Upcoming events
There Must Be Other Names For The River will be performed live at the Marlene Nathan Meyerson Auditorium at SITE Santa Fe. Six singers represent six points along the river — Monica Demarco (headwaters), Ryan Dennison (Albuquerque area), Kenneth Cornell (Elephant Butte), Antonia Montoya (Juárez / El Paso), Mauro Woody (Big Bend), Marya Errin Jones (the mouth). Carlos Santistevan (High Mayhem) will perform the ecosystem response to the Headwaters score on standup bass to open the show.
Free, no RSVP required.
More info
There Must Be Other Names For The River is shown at SITE Santa Fe as a mural and outdoor sound installation along the walkway outside the museum as part of the group exhibition Going With The Flow: Art, Actions and Western Waters curated by Brandee Caoba and Lucy Lippard. Entry to the museum is free. Find more information at sitesantafe.org.
Past Events
On Friday, March 26th, 2021 at 4:00 PM, artists Marisa Demarco, Dylan McLaughlin, and Jessica Zeglin will be joined by Arif Khan, Director of the UNM Art Museum, and Traci Quinn, former Curator of Education & Public Programs, to discuss the development, goals and artistic process of There Must Be Other Names For The River. The virtual conversation, held on Zoom, is free and open to all. Registration is required, please visit https://unm.zoom.us/webinar/register/WN_IZM-X6V2S522cdRcyE_pbg
There Must Be Other Names For The River is a web-based sound installation and virtual community space engaging the history, present, and potential futures of the Rio Grande. This project utilizes digital technology to artistically explore our relationship with the source of life in this region. In this time of physical distancing, There Must Be Other Names for the River reminds us that the river we call the Rio Grande connects us to neighbors and ecosystems, both seen and unseen.

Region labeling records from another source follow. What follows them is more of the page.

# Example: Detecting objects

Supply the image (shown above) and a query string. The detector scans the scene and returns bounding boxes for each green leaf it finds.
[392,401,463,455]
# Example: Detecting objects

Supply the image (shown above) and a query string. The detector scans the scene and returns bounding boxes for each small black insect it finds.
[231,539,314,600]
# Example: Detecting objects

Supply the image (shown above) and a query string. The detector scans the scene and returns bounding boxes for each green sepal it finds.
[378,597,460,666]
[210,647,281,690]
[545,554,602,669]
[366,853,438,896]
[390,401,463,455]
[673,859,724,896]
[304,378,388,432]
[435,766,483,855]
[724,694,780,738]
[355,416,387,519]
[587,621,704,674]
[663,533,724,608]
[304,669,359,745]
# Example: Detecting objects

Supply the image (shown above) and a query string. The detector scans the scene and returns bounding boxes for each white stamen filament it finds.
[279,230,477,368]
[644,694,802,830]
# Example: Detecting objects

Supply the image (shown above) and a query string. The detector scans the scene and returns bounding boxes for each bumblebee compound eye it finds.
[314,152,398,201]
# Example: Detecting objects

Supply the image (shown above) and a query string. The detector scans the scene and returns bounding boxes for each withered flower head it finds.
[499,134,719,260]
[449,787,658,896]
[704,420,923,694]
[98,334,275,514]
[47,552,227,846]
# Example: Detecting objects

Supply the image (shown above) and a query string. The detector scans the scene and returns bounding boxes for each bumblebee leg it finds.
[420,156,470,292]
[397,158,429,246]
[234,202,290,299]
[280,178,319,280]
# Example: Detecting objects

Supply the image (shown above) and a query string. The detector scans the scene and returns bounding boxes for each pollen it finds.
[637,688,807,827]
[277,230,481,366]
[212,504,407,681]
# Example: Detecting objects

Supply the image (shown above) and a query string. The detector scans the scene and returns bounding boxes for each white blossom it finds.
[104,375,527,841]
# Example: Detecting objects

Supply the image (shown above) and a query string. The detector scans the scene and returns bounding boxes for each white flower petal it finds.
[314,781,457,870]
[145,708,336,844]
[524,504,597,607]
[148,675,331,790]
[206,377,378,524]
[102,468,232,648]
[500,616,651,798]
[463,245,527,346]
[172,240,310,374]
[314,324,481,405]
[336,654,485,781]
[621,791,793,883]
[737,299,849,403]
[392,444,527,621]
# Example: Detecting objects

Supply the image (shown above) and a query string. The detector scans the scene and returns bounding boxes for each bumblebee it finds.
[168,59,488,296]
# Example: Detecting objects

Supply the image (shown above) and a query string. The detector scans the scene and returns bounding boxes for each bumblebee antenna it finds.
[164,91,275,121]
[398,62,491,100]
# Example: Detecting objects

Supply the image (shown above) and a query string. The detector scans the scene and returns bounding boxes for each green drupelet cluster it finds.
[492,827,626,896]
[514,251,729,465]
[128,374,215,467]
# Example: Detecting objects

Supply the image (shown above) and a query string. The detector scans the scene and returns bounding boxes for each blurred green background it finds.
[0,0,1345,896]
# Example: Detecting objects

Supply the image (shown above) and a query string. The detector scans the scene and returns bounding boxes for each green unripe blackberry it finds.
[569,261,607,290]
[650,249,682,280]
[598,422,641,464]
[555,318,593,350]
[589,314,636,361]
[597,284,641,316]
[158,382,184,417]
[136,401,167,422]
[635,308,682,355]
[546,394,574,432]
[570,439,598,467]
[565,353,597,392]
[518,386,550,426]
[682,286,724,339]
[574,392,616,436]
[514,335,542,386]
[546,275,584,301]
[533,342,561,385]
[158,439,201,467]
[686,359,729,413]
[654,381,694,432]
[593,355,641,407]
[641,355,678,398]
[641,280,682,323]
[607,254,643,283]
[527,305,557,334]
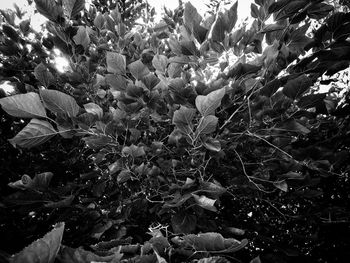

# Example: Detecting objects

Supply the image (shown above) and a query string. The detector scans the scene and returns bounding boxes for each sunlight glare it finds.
[0,81,16,95]
[54,56,71,73]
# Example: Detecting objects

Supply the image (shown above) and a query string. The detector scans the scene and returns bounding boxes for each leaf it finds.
[106,52,126,75]
[196,88,225,117]
[83,135,114,150]
[172,106,196,134]
[34,62,55,87]
[62,0,85,19]
[203,137,221,152]
[279,119,310,134]
[0,92,46,118]
[260,78,282,97]
[44,195,75,209]
[128,60,150,80]
[183,2,202,32]
[58,246,123,263]
[197,256,230,263]
[73,26,90,49]
[192,194,218,212]
[105,74,126,91]
[196,115,218,135]
[94,12,106,30]
[249,256,261,263]
[172,232,248,253]
[268,0,290,14]
[261,24,286,33]
[283,74,313,99]
[307,3,334,20]
[8,172,53,191]
[142,73,160,90]
[171,212,197,234]
[200,181,226,198]
[40,89,80,117]
[250,3,259,18]
[224,1,238,33]
[9,119,57,148]
[84,102,103,119]
[209,12,226,42]
[287,23,312,55]
[9,223,64,263]
[273,180,288,192]
[297,93,327,109]
[117,169,131,184]
[152,54,168,73]
[122,144,146,158]
[34,0,63,22]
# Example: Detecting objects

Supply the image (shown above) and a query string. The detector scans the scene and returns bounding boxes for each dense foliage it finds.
[0,0,350,262]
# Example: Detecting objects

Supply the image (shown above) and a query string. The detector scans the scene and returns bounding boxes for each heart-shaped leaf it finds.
[196,88,225,116]
[203,137,221,152]
[73,26,90,49]
[9,223,64,263]
[0,92,46,118]
[152,54,168,73]
[40,89,80,117]
[84,102,103,119]
[171,212,197,234]
[122,144,146,158]
[128,60,150,80]
[62,0,85,19]
[196,115,218,135]
[173,106,196,134]
[192,194,218,212]
[9,119,57,148]
[34,63,55,87]
[283,74,313,99]
[106,52,126,75]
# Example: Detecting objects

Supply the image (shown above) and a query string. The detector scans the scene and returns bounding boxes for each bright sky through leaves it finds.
[0,0,252,93]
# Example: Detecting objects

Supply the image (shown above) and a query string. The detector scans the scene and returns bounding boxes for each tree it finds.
[0,0,350,262]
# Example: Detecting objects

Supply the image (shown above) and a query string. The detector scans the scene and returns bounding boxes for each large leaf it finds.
[196,115,218,135]
[203,137,221,152]
[0,92,46,118]
[288,23,311,55]
[84,102,103,119]
[122,144,146,158]
[128,60,150,80]
[184,1,202,31]
[94,12,106,30]
[224,1,238,32]
[34,63,55,87]
[8,172,53,191]
[209,1,238,42]
[283,74,313,99]
[173,106,196,134]
[192,194,218,212]
[307,3,334,20]
[196,88,225,116]
[58,246,123,263]
[9,119,57,148]
[34,0,63,21]
[9,223,64,263]
[172,232,248,253]
[40,89,80,117]
[105,74,126,91]
[62,0,85,19]
[73,26,90,49]
[106,52,126,75]
[209,12,226,42]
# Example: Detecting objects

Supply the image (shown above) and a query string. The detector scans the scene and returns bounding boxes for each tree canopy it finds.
[0,0,350,263]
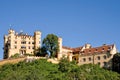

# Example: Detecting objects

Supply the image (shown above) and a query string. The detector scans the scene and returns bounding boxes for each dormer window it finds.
[102,48,105,51]
[108,47,111,50]
[89,50,91,53]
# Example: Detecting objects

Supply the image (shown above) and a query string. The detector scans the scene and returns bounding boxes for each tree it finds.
[112,53,120,73]
[35,46,47,57]
[42,34,59,57]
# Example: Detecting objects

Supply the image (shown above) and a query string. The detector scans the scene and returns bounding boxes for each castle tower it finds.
[34,31,41,49]
[3,29,41,59]
[58,37,62,59]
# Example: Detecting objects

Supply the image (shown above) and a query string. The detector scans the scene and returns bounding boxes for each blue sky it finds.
[0,0,120,59]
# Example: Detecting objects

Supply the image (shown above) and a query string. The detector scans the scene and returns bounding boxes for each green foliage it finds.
[24,53,33,56]
[112,53,120,73]
[11,53,20,58]
[43,34,59,57]
[0,58,120,80]
[35,46,47,57]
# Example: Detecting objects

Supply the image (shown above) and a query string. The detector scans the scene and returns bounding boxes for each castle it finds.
[4,29,117,67]
[4,29,41,59]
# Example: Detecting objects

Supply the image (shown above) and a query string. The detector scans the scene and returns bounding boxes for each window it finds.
[14,46,17,49]
[21,46,26,49]
[32,42,35,44]
[15,41,17,44]
[89,50,91,53]
[83,58,86,62]
[98,62,100,65]
[97,56,100,60]
[21,41,26,44]
[108,47,111,50]
[88,57,92,61]
[103,55,107,59]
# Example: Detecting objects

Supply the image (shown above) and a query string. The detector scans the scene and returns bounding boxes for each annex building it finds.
[4,29,117,67]
[4,29,41,59]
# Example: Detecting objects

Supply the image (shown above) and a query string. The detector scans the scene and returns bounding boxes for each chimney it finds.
[85,44,91,49]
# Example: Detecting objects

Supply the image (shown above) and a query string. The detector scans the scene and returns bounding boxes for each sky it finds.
[0,0,120,59]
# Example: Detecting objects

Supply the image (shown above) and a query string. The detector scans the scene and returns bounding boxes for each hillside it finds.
[0,59,120,80]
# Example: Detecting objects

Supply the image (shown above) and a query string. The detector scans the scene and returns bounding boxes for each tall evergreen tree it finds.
[42,34,59,57]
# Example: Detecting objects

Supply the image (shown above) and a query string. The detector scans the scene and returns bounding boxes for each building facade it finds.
[3,29,41,59]
[58,38,117,67]
[4,29,117,67]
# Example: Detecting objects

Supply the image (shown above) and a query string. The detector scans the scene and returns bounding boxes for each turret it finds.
[34,31,41,49]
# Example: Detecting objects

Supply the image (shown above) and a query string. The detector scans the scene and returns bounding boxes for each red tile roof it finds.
[81,45,114,55]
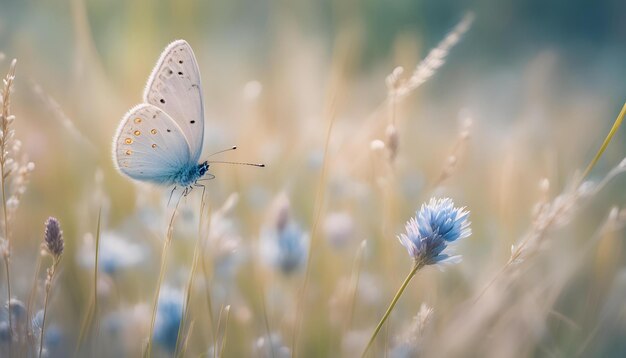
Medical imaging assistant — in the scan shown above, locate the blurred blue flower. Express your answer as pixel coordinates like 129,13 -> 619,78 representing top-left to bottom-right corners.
78,231 -> 146,275
398,198 -> 472,265
275,222 -> 308,274
154,287 -> 183,352
254,333 -> 292,358
261,192 -> 309,275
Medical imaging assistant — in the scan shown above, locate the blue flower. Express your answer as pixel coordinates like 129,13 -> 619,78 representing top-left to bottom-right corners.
78,231 -> 146,275
398,198 -> 472,265
154,287 -> 183,352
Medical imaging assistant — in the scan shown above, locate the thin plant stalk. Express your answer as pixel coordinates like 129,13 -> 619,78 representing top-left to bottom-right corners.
201,256 -> 217,342
344,240 -> 367,333
580,103 -> 626,182
144,198 -> 180,357
292,72 -> 336,357
180,320 -> 196,357
74,206 -> 102,356
219,305 -> 230,357
259,290 -> 276,358
38,257 -> 59,358
174,197 -> 210,357
26,255 -> 42,356
0,60 -> 16,346
361,263 -> 423,357
213,307 -> 224,358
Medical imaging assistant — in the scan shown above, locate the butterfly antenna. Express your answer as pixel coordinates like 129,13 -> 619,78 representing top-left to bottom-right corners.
209,160 -> 265,168
209,145 -> 237,158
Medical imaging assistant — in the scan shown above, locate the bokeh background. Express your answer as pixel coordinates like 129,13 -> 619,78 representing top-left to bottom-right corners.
0,0 -> 626,357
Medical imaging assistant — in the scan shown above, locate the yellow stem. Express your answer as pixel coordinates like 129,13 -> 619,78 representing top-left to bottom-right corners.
580,103 -> 626,182
361,264 -> 423,357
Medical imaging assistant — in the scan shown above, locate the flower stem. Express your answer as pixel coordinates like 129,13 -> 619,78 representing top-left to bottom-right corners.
38,258 -> 58,358
580,103 -> 626,182
143,198 -> 180,358
361,263 -> 424,357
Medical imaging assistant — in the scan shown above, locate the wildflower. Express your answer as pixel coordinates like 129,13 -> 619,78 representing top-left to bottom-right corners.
261,193 -> 309,275
78,231 -> 145,275
153,287 -> 183,352
35,217 -> 64,357
324,212 -> 354,248
398,198 -> 471,265
44,216 -> 64,260
254,333 -> 291,358
362,198 -> 471,357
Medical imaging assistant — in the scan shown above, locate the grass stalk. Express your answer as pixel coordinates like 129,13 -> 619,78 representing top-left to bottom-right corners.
174,195 -> 204,357
38,257 -> 59,358
580,103 -> 626,183
361,263 -> 423,357
143,198 -> 180,357
74,206 -> 102,356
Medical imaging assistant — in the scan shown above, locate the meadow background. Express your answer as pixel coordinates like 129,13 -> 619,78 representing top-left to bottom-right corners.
0,0 -> 626,357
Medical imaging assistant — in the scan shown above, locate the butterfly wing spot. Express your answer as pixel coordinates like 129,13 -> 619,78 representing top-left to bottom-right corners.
142,40 -> 204,161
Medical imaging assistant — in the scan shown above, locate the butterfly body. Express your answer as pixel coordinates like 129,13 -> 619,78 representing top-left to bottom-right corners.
113,40 -> 209,188
170,162 -> 209,187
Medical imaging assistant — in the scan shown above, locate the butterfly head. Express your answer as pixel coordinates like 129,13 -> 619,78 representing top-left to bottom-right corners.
198,160 -> 209,178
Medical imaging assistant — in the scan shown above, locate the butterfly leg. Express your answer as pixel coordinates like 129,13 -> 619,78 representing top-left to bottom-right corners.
167,185 -> 176,206
193,180 -> 206,200
196,173 -> 215,183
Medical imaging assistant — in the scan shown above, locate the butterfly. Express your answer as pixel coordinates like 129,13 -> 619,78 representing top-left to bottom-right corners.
113,40 -> 264,194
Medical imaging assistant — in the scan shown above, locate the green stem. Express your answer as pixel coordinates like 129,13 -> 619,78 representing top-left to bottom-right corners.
143,198 -> 180,358
361,263 -> 424,357
38,257 -> 58,358
580,103 -> 626,182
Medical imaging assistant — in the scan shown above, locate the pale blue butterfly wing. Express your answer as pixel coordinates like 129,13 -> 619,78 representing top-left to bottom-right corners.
113,103 -> 190,185
144,40 -> 204,163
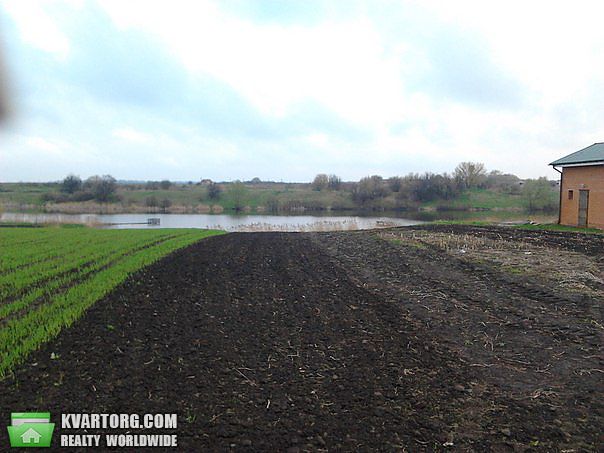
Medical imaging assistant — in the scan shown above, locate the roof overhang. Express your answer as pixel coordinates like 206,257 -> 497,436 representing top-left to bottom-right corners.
549,160 -> 604,168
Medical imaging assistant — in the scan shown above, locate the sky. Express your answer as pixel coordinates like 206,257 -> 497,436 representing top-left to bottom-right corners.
0,0 -> 604,182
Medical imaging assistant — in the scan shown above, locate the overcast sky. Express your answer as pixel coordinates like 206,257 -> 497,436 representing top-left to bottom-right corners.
0,0 -> 604,181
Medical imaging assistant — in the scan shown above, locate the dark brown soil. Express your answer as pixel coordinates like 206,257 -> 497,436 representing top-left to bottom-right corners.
0,227 -> 604,452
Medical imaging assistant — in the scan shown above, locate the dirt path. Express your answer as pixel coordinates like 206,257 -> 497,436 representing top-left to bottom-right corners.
0,228 -> 604,452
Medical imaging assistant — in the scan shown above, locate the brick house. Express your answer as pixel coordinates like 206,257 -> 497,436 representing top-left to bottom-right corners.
550,143 -> 604,229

516 ARTS, the National Hispanic Cultural Center, and UNM Art & Ecology Program artists Marisa Demarco, Dylan McLaughlin, and Jessica Zeglin present There Must Be Other Names for the River. This composition for six singers is based on streamflow data from the river known today as the Rio Grande. Each singer channels the river, representing a point where flows were observed and recorded. Arranged in the shape of the water body within the performance space, the singers’ voices change in intensity with the flows and distort over time as human interference is felt along the length of the river. After embodying past decades, the singers project possible futures for the voice of the river and the bodies through which its waters flow. The artists say, “The Rio Grande is itself a living being who has experiences over time including birth, growth, and possibly death…. By listening and embodying, can we change our relationships with the river and see beyond its uses to humans? Can we hear the river as more than a resource?” The original sound art performance is presented in conjunction with Species in Peril Along the Rio Grande, an exhibition currently on view at 516 ARTS.
Premiere performance of There Must Be Other Names for the River. As part of Nina Elder’s Deep Time Lab and Arts Unexpected at the University of New Mexico.
Performers: Monica Demarco, Ryan Dennison, Kenneth Cornell, Antonia Montoya, Mauro Woody, and Jessica Chao.